Among NBA players with enough games and minutes to qualify, Rose ranks 16th in assists (5.5), 25th in assists-per-48-minutes (8.0) and 45th in assist/turnover ratio (1.97).

Among NBA guards, he is tied with teammate John Salmons for 14th in scoring (14.0) and is 33rd in field-goal percentage (.439). He hasn't made a 3-pointer.

Rose is tied for 69th in steals, and everybody who watched Rondo go past him at will in the playoffs last spring knows Derrick has a much longer way to go defensively than he does offensively.

And in a stat the NBA calls "efficiency," which brings a bundle of categories together, Rose ranks 120th, right behind Clippers great Beno Udrih.

Oh, and In "efficiency-per-48-minutes," Rose ranks 233rd!

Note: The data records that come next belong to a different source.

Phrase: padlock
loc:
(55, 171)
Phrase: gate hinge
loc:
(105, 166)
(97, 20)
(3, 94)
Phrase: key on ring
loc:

If you think I'm being overly critical of the Bulls' savior, please read the following quote and you'll see I'm nowhere near his harshest critic.

The Quote

"There has to be something I'm doing wrong. I know the injury was something, but it's taking too long to get back. ... I'm playing terrible. I'm not going to the hole like I used to. It seems to me that I'm not that aggressive." - Derrick Rose, talking to reporters earlier this week.


When Rose is at his best, few players are more fun to watch. More than that, the Bulls desperately need Rose at his aggressive, explosive, take-it-to-the-hole best.

They need him to get healthy. Then they need him to get better at every phase of the game so he can make his teammates better. That's what an All-Star point guard does.

Once upon a time in Bullyland, a 6-5 start was considered disappointing. For that kind of thought process to return, Derrick Rose must be the one leading the way.

And he knows that being the NBA's 233rd most efficient player won't get it done.